Search code examples
univocity

Univocity - parse each TSV file row to different Type of class object


I have a tsv file which has fixed rows but each row is mapped to different Java Class.

For example.

recordType  recordValue1
recordType  recordValue1 recordValue2

for First row I have follofing class:

public class FirstRow implements ItsvRecord {

    @Parsed(index = 0)
    private String recordType;

    @Parsed(index = 1)
    private String recordValue1;

    public FirstRow() {
    }
}

and for second row I have:

public class SecondRow implements ItsvRecord {

    @Parsed(index = 0)
    private String recordType;

    @Parsed(index = 1)
    private String recordValue1;

    public SecondRow() {
    }
}

I want to parse the TSV file directly to the respective objects but I am falling short of ideas.


Solution

  • Use an InputValueSwitch.
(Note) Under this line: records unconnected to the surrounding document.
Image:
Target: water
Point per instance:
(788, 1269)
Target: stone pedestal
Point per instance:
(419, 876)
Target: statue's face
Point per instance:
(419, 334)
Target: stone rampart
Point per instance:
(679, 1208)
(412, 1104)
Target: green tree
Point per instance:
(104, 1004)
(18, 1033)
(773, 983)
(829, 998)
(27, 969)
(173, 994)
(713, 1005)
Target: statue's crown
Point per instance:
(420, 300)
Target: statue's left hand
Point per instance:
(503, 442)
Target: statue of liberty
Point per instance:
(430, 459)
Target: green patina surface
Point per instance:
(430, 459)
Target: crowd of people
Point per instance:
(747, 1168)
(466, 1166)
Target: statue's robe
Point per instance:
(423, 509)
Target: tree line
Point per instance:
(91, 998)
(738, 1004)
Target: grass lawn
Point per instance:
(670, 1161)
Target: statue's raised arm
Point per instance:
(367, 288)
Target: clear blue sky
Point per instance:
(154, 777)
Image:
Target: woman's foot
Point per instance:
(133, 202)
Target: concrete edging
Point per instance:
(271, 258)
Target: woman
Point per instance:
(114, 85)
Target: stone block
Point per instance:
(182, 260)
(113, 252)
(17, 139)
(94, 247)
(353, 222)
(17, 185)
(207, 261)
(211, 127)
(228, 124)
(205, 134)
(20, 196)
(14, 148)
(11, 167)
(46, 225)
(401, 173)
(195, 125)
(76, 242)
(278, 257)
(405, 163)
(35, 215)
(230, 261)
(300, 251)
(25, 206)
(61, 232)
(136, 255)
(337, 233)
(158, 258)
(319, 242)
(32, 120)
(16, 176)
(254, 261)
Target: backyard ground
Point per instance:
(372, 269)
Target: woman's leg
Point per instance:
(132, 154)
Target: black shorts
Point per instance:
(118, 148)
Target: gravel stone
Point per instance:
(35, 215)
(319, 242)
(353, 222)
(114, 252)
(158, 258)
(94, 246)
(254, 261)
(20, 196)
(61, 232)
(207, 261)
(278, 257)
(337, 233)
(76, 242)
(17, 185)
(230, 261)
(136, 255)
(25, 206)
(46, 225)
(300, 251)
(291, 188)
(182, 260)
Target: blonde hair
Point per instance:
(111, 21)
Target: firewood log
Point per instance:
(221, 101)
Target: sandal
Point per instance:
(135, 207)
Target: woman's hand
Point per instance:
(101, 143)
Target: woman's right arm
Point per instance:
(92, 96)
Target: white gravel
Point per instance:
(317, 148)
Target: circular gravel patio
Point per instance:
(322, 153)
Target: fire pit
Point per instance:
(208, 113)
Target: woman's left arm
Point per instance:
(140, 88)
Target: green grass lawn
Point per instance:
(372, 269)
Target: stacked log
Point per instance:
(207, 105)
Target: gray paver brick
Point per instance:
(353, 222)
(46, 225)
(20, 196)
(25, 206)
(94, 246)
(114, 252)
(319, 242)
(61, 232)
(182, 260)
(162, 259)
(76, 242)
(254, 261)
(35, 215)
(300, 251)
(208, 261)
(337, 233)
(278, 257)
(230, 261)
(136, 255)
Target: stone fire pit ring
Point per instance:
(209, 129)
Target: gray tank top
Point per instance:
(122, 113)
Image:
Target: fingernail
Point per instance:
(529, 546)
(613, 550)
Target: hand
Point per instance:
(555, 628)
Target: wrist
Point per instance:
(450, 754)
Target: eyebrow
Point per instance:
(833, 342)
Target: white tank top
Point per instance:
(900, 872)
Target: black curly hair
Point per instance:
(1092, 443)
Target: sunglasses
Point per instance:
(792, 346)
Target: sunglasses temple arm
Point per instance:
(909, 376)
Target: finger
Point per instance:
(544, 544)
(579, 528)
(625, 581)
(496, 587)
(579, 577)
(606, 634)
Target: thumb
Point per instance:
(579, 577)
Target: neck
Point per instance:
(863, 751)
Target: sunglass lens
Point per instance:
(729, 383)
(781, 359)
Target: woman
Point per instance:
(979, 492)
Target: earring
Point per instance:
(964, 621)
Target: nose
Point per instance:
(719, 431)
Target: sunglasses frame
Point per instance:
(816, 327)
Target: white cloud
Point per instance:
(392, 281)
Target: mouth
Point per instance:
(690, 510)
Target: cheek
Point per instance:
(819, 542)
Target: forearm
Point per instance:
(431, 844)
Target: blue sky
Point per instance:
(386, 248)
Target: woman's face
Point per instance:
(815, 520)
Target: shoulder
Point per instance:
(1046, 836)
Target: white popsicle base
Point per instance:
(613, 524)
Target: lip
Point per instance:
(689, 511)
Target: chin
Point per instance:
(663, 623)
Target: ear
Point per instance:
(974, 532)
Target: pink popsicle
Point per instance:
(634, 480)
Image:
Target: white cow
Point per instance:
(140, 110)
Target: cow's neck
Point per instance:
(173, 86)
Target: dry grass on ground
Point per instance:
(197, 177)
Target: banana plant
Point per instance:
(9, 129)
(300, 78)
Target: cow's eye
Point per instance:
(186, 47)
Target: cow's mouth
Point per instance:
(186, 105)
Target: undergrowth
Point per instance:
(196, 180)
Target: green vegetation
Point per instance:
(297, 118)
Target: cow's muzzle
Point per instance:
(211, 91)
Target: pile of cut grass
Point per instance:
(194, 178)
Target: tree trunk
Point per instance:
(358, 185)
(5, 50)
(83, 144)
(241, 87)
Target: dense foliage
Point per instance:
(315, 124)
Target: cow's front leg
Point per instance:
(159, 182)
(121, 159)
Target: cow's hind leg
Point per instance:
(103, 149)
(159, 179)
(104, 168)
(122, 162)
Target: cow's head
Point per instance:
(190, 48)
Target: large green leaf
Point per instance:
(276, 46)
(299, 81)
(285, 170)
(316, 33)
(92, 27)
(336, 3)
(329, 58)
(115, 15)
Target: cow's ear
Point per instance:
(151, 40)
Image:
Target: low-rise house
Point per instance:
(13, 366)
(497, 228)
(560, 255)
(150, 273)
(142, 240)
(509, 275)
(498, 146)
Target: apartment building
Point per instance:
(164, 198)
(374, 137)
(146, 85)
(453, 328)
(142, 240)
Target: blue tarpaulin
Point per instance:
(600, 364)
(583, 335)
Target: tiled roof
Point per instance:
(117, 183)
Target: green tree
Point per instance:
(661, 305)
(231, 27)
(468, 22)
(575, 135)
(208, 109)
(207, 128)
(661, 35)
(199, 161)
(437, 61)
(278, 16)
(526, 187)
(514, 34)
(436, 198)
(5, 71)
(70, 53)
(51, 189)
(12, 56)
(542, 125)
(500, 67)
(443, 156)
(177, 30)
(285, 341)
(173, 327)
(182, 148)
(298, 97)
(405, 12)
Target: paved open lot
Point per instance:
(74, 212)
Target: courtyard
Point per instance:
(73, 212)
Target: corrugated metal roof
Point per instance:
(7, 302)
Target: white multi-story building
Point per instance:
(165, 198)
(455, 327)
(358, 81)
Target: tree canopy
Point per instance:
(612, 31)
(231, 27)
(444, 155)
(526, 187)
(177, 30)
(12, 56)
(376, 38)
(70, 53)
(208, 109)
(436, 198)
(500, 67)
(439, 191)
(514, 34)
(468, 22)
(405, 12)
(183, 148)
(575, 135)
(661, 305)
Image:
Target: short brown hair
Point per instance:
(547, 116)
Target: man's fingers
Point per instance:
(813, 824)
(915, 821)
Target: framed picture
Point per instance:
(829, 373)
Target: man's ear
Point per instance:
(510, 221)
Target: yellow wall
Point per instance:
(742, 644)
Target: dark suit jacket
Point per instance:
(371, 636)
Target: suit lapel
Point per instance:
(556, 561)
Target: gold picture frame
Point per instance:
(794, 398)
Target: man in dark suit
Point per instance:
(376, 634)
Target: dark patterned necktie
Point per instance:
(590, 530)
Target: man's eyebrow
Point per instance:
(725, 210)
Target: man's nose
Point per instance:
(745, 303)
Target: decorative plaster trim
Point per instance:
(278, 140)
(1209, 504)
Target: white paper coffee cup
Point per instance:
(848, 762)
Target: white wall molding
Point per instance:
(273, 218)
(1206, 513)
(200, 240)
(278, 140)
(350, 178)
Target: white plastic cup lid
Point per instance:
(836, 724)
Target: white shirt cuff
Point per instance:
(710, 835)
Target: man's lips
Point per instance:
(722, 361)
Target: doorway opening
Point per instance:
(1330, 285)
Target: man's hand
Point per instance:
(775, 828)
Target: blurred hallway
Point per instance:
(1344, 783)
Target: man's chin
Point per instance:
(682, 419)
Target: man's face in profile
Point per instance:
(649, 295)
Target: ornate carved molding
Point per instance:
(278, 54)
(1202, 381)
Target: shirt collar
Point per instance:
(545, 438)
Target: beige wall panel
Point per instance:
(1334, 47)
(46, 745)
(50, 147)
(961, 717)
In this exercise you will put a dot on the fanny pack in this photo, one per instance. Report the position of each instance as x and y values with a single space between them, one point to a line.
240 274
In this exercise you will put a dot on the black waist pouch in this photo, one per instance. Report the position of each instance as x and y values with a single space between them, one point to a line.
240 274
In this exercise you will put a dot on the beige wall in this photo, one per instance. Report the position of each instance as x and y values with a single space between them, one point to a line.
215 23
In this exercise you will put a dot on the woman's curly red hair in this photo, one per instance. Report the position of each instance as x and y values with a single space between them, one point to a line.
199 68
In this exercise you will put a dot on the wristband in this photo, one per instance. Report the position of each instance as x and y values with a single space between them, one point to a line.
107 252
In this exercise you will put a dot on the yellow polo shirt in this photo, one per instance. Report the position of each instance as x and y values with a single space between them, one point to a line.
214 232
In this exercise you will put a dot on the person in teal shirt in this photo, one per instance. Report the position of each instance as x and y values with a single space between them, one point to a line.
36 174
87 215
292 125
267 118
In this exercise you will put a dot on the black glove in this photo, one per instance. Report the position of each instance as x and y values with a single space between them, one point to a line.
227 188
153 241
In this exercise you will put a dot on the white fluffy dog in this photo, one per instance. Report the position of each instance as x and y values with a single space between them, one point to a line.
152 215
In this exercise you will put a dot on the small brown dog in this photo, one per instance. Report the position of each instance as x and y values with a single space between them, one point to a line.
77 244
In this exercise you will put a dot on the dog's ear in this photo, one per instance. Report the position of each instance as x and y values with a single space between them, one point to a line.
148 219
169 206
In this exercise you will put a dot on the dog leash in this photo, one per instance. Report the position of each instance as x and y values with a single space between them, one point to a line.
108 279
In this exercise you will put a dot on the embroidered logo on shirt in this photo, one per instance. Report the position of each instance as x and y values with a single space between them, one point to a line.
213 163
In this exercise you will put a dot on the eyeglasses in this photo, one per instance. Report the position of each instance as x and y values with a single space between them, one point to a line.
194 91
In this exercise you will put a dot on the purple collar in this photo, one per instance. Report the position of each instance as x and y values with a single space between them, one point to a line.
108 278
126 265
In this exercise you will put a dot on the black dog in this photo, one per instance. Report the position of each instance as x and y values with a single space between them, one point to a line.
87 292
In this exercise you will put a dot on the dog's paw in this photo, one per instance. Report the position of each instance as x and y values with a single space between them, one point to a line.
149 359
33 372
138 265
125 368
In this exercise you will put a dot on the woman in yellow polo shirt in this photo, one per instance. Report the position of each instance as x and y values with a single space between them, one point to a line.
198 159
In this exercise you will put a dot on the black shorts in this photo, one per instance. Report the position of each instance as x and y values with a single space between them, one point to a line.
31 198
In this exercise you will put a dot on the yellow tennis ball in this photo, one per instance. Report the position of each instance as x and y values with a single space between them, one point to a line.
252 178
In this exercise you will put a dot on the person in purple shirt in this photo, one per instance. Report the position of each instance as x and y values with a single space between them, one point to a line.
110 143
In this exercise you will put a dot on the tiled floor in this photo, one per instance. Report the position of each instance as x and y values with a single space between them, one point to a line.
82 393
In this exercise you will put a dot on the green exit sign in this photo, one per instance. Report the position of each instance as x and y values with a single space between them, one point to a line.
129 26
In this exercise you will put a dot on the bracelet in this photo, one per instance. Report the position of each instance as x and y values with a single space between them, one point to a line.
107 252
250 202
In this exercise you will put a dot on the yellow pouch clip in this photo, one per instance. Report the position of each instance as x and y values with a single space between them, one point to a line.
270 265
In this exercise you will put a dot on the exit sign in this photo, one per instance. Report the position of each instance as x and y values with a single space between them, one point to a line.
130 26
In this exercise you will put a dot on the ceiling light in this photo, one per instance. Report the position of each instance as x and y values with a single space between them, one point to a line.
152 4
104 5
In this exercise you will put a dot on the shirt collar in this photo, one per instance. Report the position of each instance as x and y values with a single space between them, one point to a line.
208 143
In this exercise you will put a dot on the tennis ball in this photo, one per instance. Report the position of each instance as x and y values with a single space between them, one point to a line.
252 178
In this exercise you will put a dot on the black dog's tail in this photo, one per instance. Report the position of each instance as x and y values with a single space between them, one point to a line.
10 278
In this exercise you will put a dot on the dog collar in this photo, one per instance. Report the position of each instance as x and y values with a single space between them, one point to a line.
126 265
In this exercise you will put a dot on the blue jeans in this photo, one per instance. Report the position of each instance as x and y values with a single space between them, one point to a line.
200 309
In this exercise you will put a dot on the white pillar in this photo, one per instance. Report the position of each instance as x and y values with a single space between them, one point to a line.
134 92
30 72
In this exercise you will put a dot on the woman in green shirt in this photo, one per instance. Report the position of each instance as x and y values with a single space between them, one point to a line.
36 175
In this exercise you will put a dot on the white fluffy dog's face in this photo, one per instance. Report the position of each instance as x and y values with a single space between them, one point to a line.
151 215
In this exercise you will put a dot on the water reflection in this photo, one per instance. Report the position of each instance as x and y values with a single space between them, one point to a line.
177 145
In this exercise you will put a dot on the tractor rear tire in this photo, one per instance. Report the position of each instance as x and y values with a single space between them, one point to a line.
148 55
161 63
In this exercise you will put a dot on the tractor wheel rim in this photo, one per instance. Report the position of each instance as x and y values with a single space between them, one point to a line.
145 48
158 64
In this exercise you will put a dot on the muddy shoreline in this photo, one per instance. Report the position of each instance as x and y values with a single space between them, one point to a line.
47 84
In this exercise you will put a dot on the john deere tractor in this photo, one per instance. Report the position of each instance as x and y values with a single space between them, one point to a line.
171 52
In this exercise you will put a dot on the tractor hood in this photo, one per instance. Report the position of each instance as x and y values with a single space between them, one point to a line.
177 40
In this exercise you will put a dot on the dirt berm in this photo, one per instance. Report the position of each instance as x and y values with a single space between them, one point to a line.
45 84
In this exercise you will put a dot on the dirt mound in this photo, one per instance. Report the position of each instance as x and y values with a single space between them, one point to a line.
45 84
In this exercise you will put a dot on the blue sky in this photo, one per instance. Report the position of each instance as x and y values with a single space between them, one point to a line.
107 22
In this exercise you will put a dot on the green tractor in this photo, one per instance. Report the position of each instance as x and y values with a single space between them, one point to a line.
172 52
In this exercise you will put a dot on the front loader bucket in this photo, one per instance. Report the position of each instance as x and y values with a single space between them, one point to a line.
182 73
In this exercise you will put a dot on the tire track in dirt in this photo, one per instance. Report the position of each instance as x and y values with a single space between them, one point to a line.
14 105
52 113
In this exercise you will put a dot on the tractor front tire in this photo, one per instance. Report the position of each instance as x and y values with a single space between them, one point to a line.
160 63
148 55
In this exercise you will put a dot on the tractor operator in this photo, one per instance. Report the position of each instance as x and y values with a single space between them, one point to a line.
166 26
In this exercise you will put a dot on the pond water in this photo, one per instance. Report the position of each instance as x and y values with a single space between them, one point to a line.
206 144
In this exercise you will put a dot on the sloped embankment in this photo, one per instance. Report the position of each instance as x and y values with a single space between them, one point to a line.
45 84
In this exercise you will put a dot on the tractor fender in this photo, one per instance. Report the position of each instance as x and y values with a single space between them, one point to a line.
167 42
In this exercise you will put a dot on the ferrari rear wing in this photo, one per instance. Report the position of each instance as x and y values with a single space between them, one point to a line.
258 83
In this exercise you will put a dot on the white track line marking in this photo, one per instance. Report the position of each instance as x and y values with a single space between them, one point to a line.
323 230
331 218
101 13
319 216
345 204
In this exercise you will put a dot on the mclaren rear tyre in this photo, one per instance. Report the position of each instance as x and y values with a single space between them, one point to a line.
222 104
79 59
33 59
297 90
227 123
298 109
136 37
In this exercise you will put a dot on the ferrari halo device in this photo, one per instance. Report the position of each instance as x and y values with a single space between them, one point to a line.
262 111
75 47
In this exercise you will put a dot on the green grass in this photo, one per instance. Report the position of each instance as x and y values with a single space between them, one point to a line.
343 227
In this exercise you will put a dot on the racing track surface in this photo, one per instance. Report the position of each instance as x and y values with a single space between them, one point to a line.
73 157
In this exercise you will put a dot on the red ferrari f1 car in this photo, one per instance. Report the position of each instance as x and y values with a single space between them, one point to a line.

This will match a value in a particular column of each row to determine what RowProcessor to use. Example:

    Create two (or more) processors for each type of record you need to process:

    final BeanListProcessor<FirstRow> firstProcessor = new BeanListProcessor<FirstRow>(FirstRow.class);
    final BeanListProcessor<SecondRow> secondProcessor = new BeanListProcessor<SecondRow>(SecondRow.class);
    

    Create an InputValueSwitch:

    //0 means that the first column of each row has a value that 
    //identifies what is the type of record you are dealing with
    InputValueSwitch valueSwitch = new InputValueSwitch(0);
    
    //assigns the first processor to rows whose first column contain the 'firstRowType' value
    valueSwitch.addSwitchForValue("firstRowType", firstProcessor);
    
    //assigns the second processor to rows whose first column contain the 'secondRowType' value
    valueSwitch.addSwitchForValue("secondRowType", secondProcessor);
    

    Parse as usual:

    TsvParserSettings settings = new TsvParserSettings(); //configure...
    // your row processor is the switch
    settings.setProcessor(valueSwitch);
    
    TsvParser parser = new TsvParser(settings);
    
    Reader input = new StringReader(""+
            "firstRowType\trecordValue1\n" +
            "secondRowType\trecordValue1\trecordValue2");
    
    parser.parse(input);
    

    Get the parsed objects from your processors:

    List<FirstRow> firstTypeObjects = firstProcessor.getBeans();
    List<SecondRow> secondTypeObjects = secondProcessor.getBeans();
    

    The output will be*:

    [FirstRow{recordType='firstRowType', recordValue1='recordValue1'}]
    
    [SecondRow{recordType='secondRowType', recordValue1='recordValue1', recordValue2='recordValue2'}]
    
    • Assuming you have a sane toString() implemented in your classes

    If you want to manage associations among the objects that are parsed:

    If your FirstRow should contain the elements parsed for records of type SecondRow, simply override the rowProcessorSwitched method:

        InputValueSwitch valueSwitch = new InputValueSwitch(0) {
        @Override
        public void rowProcessorSwitched(RowProcessor from, RowProcessor to) {
            if (from == secondProcessor) {
                List<FirstRow> firstRows = firstProcessor.getBeans();
                FirstRow mostRecentRow = firstRows.get(firstRows.size() - 1);
    
                mostRecentRow.addRowsOfOtherType(secondProcessor.getBeans());
                secondProcessor.getBeans().clear();
            }
        }
    };
    
    • The above assumes your FirstRow class has a addRowsOfOtherType method that takes a list of SecondRow as parameter.

    And that's it!

    You can even mix and match other types of RowProcessor. There's another example here that demonstrates this.

    Hope this helps.